# How do I trust again?



## valeriedp (Feb 13, 2011)

In June of 2010, I found some texts on my husbands phone that suggested he was having an affair. I kicked him out of the house, and he left until september. The whole time he was gone, I would ask him if he was seeing someone else, he always said no I would never do that to you. Come September he moves back home, and I get an email from his girlfriend..... Turns out he was cheating on me for about 7 months. He had sex with her without a condom (which to me is a HUGE thing, especially since we were still intimate). When I found out, he told me it was over, though told his gf that he was getting divorced. Fast forward now to today. He is not cheating on me anymore ( i talked to his gf for a long time, and I know she would never take him back). Now I don't trust him at all, question every where he is, go through his phone and emails all the time, always think he is cheating on me with someone new.
Last night we had a talk, and I realized I have been very controlling of him since day 1. I always got my way even down to how and when the dishes should be done. He always did what I wanted, and I constantly put him down. I made him feel worthless, and like nothing. I feel really bad for being so controlling. I want to change that, and at the same time I feel like if I let go, and he cheats on me again, it would kill me. I guess even if I'm controlling it feels like it will kill me. I am so scared, have panic attacks when i don't know why he is home late (he works late hours). I want to go through his phone and email so badly, but i know i need to let him be his own person (something i have never allowed to happen). I have lost about 24 pounds, am smoking way to much, and I don't really know what to do now....


----------



## myhope (Dec 9, 2010)

oh, friend--i hear you! i have sat in your seat and said those exact same words. actually, sometimes i still do. 

hubby cheated on me a little over a year ago. we are working through it. i have recently come to realize how controling i can be, and that i like to controle things because, for the most part, i really don't trust people. kind of a lose-lose situation, and it is hard as anything to get over it.

i like the book "love busters" by harley. a lot of people here recomend his book overcoming infidelity, but love busters really helped me; as did beth moores new book "so long insecurity" she has this whole chapted about controling and reading emails and so on. 

let me tell you a little of what's on the other side. when you stop asking/demanding things, hubby is free to do them because he wants to. an example that comes to mind immediately for me is flowers. as part of our working it out, i told him that fresh flowers weekly would mean so very much to me. so, every weekend, he bought me some. but it became mechanical. like he was just doing it, not meaning it. so i thought long and hard and thanked him for the wonderful gifts, but i really didn't need them any more to proove his affection for me. a few weeks later, no prompting, he came in with a big bunch of them when he knew i was having a bad day. those freely given flowers ment so much. 

that said, i can tell you first hand that giving up control is a moment-by-moment battle. i'm still working through it.

sometimes it feels so unfair--that HE is the one who cheated and I am the one who has to change. but that's just the way it is, and--for me--my marrage is worth it.

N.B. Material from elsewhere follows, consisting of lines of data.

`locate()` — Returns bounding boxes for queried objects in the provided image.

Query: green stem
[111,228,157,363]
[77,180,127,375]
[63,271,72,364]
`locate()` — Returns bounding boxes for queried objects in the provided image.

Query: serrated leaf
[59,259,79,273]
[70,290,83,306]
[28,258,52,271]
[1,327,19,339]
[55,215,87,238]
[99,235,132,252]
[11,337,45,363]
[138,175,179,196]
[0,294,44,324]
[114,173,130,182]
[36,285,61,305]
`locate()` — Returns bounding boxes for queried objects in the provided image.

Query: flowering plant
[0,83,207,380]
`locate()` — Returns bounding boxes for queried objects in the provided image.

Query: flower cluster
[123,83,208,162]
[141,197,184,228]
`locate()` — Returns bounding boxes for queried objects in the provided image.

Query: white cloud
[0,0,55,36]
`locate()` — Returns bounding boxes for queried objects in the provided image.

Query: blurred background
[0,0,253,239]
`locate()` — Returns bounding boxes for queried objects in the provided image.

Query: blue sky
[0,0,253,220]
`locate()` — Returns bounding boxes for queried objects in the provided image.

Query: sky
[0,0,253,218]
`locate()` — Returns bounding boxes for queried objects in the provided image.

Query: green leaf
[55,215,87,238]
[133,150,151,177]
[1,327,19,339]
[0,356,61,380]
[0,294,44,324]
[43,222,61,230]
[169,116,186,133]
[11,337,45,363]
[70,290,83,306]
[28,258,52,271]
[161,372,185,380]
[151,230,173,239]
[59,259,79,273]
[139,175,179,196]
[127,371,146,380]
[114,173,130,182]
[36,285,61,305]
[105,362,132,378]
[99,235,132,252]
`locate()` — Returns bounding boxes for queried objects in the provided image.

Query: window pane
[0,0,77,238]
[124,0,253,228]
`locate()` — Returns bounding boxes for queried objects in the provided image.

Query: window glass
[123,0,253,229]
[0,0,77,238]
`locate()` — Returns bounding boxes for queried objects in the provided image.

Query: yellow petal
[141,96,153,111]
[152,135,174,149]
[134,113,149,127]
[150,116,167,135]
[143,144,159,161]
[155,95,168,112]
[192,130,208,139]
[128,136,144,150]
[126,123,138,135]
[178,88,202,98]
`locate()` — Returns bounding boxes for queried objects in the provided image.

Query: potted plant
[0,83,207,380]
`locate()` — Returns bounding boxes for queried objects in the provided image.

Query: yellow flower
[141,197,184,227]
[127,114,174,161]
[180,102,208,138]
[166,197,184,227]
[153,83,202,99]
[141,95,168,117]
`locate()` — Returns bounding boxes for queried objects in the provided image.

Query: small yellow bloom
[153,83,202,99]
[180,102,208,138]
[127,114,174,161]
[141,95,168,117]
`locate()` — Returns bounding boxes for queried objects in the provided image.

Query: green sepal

i hope it goes well for you. good luck!


----------



## twotimeloser (Feb 13, 2011)

I read your situation, but i honestly didnt have to... The subject line asks the question...

Your relationship is different now. Most likely, you will not trust again... There will be "triggers" throughout your life that will stir up old feelings of mistrust and such. A song, a place, something you read in an email that will remind you of somewhere you are. All of these triggers are a permanent part of your life. 

With time, you will be able to manage the mistrust and you will adapt, but do not lie to yourself and believe that you will get that trust back.

The bottom line here is that you now know that he is capable of an E/A. before, the first evidence, you never even thought it was possible. But now... and for the rest of your life, you know otherwise. 

I am not saying to bail out, I am saying that you need to be a realist. The question is not "How do I trust again". You should be asking " How do i deal with my mistrust?"


----------